Le bienheureux Monseigneur de Mazenod, fondateur de la Congrégation des Oblats de Marie Immaculée et Évêque de Marseille, né le 1″ août 1782, à Aix-en-Provence, mort à Marseille le 21 mai 1851.
En entreprenant le récit de la vie du Bienheureux Mgr de Mazenod, nous décrirons surtout quelques traits de son enfance et de sa jeunesse, afin d’y découvrir l’éveil de sa vocation et les luttes qu’il dut soutenir pour y être fidèle.
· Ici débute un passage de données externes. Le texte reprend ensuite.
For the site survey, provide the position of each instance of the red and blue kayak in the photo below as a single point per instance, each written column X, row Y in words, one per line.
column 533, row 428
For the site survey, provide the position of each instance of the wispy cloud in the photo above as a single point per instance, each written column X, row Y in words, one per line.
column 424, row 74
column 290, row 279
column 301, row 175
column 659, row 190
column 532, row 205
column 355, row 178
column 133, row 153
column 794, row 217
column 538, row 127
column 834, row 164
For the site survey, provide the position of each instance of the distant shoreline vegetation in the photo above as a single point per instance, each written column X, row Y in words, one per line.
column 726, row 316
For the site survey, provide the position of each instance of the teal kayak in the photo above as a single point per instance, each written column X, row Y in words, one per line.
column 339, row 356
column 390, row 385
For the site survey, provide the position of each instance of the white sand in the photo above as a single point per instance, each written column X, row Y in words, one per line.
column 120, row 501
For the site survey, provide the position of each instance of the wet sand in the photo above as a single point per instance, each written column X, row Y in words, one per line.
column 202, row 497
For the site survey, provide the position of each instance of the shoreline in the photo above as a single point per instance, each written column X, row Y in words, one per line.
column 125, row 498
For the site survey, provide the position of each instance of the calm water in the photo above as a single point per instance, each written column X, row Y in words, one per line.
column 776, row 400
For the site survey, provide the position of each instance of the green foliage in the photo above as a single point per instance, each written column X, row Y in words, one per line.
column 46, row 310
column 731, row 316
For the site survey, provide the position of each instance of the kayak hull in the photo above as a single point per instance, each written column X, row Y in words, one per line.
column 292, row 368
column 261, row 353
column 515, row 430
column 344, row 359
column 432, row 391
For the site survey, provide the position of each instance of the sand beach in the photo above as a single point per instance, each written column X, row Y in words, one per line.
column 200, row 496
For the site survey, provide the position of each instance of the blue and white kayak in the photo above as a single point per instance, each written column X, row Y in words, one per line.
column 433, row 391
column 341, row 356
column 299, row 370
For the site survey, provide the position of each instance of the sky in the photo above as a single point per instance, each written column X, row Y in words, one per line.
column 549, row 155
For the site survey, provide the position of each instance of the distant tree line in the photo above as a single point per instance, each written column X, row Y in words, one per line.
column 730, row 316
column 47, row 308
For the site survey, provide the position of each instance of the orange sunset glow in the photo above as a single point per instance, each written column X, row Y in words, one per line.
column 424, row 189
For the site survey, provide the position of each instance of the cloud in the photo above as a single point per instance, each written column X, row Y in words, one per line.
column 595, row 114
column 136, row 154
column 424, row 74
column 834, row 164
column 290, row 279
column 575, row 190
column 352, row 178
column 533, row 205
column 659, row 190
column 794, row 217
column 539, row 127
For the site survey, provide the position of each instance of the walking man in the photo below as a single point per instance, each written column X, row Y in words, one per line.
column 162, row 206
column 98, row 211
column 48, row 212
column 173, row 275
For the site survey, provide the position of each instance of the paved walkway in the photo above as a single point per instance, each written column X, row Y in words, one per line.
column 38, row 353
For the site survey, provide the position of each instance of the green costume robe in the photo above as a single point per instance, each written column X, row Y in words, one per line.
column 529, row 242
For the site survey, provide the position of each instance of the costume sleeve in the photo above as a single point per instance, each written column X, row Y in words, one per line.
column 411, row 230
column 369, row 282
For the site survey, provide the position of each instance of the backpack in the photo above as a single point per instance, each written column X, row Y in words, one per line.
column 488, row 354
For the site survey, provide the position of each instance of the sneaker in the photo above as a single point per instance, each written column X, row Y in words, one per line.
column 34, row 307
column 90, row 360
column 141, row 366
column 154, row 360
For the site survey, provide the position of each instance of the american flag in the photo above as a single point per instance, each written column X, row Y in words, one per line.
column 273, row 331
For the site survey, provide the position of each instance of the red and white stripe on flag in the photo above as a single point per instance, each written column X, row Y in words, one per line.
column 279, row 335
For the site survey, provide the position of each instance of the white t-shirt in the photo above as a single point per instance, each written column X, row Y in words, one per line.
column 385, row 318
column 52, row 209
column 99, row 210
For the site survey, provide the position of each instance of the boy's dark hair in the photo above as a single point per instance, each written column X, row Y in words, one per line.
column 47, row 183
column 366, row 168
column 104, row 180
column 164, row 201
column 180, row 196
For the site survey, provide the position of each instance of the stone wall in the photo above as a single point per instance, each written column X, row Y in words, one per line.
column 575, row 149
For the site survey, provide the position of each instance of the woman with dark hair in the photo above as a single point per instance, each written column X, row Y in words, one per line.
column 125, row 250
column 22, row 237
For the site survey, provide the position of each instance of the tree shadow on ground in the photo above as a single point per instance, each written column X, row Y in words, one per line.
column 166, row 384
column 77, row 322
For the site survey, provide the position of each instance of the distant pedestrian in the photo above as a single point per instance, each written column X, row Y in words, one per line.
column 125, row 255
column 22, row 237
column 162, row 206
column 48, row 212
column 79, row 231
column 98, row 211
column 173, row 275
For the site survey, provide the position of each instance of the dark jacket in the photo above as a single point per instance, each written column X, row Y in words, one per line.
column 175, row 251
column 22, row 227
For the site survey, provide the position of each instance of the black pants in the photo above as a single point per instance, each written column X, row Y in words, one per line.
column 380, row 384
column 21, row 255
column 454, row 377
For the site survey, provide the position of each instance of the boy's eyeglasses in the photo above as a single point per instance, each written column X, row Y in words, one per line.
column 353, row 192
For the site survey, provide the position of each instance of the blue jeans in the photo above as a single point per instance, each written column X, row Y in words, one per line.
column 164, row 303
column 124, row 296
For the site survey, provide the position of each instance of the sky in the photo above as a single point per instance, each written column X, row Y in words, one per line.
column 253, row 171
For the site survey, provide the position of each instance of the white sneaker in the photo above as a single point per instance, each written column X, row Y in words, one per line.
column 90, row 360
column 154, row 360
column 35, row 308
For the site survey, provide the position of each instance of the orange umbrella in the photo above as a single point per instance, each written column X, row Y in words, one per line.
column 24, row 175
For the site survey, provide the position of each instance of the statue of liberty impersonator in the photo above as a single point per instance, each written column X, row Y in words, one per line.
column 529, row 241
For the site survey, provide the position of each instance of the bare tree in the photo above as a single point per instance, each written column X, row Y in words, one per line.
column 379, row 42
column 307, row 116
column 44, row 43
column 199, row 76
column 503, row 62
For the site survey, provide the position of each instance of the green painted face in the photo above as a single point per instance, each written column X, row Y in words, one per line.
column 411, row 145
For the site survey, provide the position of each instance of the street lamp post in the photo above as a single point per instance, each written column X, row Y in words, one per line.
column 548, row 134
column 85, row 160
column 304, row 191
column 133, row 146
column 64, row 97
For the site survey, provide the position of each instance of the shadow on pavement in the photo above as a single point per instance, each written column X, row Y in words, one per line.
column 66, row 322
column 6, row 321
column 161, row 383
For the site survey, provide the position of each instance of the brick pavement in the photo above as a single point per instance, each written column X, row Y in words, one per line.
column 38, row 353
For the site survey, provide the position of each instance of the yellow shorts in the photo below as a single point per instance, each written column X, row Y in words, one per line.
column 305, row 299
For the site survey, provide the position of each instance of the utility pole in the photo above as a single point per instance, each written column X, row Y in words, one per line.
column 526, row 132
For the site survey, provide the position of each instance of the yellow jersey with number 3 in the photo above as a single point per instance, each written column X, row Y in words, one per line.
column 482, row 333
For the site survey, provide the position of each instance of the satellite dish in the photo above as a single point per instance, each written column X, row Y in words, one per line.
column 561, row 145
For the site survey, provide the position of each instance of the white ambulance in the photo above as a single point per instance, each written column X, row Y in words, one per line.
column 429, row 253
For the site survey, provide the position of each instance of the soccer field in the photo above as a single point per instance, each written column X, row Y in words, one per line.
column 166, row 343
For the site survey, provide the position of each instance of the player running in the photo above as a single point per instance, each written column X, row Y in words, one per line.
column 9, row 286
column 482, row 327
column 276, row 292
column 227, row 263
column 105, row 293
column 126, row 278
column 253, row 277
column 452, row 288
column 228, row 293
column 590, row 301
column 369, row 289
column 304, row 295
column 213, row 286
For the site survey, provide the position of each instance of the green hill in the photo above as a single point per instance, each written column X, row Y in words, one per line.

On pourrait illustrer son combat par ces quelques vers de Racine :
Mon Dieu, quelle guerre cruelle !
Je trouve deux hommes en moi :
L’un veut que plein d’amour pour toi
Mon cœur te soit toujours fidèle,
L’autre, à ta volonté rebelle,
Me révolte contre ta loi.
Chez lui, la sainteté n’est pas naturelle, mais elle a été conquise de haute lutte par un effort incessant : « Le Royaume de Dieu appartient à ceux qui se font violence ».
En effet, Eugène de Mazenod était d’un tempérament violent. Il avait tout du grand seigneur de l’Ancien Régime ; au physique, belle prestance, port majestueux ; au moral, noblesse des sentiments, générosité, grandeur d’âme, nullement porté sur les passions des sens, mais autoritaire et impétueux. Dès sa première communion, Dieu lui avait demandé l’absolu de son amour.
Eugène de Mazenod naquit d’une famille de magistrats. Son père était président de la Cour des Comptes à Aix-en- Provence ; sa mère, Eugénie Joannis, était d’un autre rang social, fille d’un professeur de Médecine à la faculté d’Aix, elle apportait à son mari une très grosse fortune et une grande beauté. Eugène avait la beauté physique de sa mère.
Notre Bienheureux fut le premier enfant du jeune foyer. Tout petit, on remarquera de rares qualités d’intelligence et de cœur, mais il n’avait pas que des qualités ! Sa volonté se révélait vite comme impérieuse. Quand il désirait qu’on lui rende un service, au lieu de le demander, il l’exigeait : Je le veux. Si on lui résistait, sa colère se déchaînait. Aucune punition n’avait de prise sur lui. Pour l’amener à reconnaître ses torts, il fallait expliquer le motif du reproche.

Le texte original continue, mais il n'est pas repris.